Terre des Lys s’agrandit encore
L’air bourru (il déteste les mondanités), 51 ans, ce fils d’agriculteur allie le bon sens, le courage et l’humilité de ses origines. Thierry Landron, patron atypique, a fait en neuf ans de Terre des Lys une entreprise au rayonnement international.
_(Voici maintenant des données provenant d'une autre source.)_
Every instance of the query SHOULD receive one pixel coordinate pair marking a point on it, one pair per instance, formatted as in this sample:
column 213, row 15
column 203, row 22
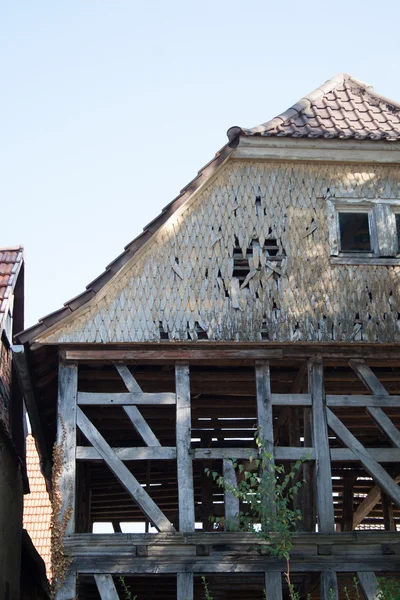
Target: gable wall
column 183, row 279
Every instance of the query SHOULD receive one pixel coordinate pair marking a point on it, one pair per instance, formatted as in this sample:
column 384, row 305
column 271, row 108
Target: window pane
column 398, row 231
column 354, row 232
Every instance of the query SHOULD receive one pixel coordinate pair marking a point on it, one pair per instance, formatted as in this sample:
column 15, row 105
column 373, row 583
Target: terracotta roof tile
column 37, row 508
column 10, row 263
column 343, row 107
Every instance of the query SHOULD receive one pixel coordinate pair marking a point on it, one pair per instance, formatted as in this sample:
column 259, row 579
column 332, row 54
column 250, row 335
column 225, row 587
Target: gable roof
column 343, row 108
column 10, row 263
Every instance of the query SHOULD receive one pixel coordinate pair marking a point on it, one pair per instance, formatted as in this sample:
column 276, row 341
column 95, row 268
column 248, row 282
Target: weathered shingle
column 342, row 108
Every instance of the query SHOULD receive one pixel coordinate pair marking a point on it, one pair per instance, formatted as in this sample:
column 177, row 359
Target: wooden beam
column 124, row 399
column 231, row 500
column 184, row 583
column 325, row 514
column 266, row 431
column 162, row 354
column 183, row 441
column 129, row 380
column 66, row 440
column 374, row 469
column 129, row 482
column 273, row 585
column 106, row 587
column 141, row 426
column 375, row 400
column 329, row 587
column 127, row 454
column 381, row 419
column 369, row 502
column 369, row 585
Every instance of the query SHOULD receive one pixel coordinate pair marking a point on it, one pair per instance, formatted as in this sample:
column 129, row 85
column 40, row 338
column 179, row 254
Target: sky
column 108, row 109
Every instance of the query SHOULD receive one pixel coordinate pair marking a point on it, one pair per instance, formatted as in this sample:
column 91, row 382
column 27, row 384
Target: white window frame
column 382, row 229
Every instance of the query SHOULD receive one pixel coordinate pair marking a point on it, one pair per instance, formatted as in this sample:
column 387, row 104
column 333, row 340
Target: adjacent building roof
column 10, row 263
column 37, row 508
column 343, row 108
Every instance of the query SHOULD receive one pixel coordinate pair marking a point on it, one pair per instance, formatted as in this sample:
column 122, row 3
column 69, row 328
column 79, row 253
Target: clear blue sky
column 108, row 108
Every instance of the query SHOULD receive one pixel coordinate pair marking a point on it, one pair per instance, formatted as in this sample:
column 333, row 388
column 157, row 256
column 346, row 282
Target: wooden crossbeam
column 381, row 419
column 106, row 587
column 369, row 502
column 130, row 483
column 372, row 467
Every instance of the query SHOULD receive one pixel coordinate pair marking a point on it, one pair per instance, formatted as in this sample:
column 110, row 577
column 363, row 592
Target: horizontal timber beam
column 281, row 453
column 125, row 398
column 172, row 354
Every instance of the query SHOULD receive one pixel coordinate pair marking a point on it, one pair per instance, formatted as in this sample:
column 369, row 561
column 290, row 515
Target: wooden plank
column 211, row 353
column 363, row 401
column 273, row 585
column 329, row 587
column 183, row 441
column 68, row 589
column 126, row 454
column 141, row 426
column 66, row 440
column 124, row 399
column 374, row 469
column 291, row 399
column 368, row 584
column 129, row 380
column 369, row 502
column 106, row 587
column 380, row 418
column 325, row 514
column 266, row 431
column 231, row 501
column 184, row 584
column 130, row 483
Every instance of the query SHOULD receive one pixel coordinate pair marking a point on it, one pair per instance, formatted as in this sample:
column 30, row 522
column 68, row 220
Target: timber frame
column 162, row 398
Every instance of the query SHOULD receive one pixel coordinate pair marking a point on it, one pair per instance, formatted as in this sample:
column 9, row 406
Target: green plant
column 126, row 589
column 388, row 589
column 267, row 493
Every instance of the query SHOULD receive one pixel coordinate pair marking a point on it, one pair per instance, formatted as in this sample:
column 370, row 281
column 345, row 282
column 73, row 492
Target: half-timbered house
column 265, row 295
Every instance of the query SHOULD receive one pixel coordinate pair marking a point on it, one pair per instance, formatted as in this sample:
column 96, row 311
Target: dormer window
column 364, row 231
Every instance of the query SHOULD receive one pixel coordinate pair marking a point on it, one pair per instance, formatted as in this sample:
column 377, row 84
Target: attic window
column 354, row 232
column 365, row 231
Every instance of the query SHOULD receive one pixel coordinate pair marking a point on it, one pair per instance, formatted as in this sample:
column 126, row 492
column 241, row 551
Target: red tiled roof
column 10, row 263
column 37, row 508
column 343, row 108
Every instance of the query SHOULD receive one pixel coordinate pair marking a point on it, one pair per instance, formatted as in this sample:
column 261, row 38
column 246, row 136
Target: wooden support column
column 184, row 459
column 184, row 585
column 273, row 585
column 369, row 585
column 325, row 514
column 329, row 587
column 66, row 440
column 231, row 501
column 273, row 579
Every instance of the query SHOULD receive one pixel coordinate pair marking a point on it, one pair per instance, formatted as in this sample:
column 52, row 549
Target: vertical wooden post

De Porlys à la miniaturisation, 2003-2006. Porlys est une société airoise de découpe de porc aux résultats médiocres. Avec Sylvie, son épouse, Thierry Landron rachète Porlys en 2003 et veut reconfigurer la production. Pendant plusieurs années de galère, il réfléchit au futur. Le déclic vient lors d’un mariage en Belgique où les gens consomment debout des petits plats de qualité. Cette dînette qu’un traiteur local a conçue l’enchante ; il veut en faire un produit à grande échelle. Et comme en ce début du troisième millénaire la miniaturisation est à la mode, comme on parle de nanotechnologie, il veut créer la “nano-restauration”. Il se nommera plus tard “agrogastronome”, autre néologisme, déposé celui-là. Il «glamourise la viande» (sic) avec un slogan choc («La viande autrement») en créant des mini-saucisses pour le barbecue et des mini-carpaccios. Ça passe ou ça casse : «En cas d’échec, avec mon épouse, nous étions résolus à partir en Australie.» Toujours l’appel du large ! Ses clients – Picard, Eisman, Maximo, Coup de pâte… − adhèrent au projet. Mais le porc lui pèse : une marge financière faible pour une grande surface de travail.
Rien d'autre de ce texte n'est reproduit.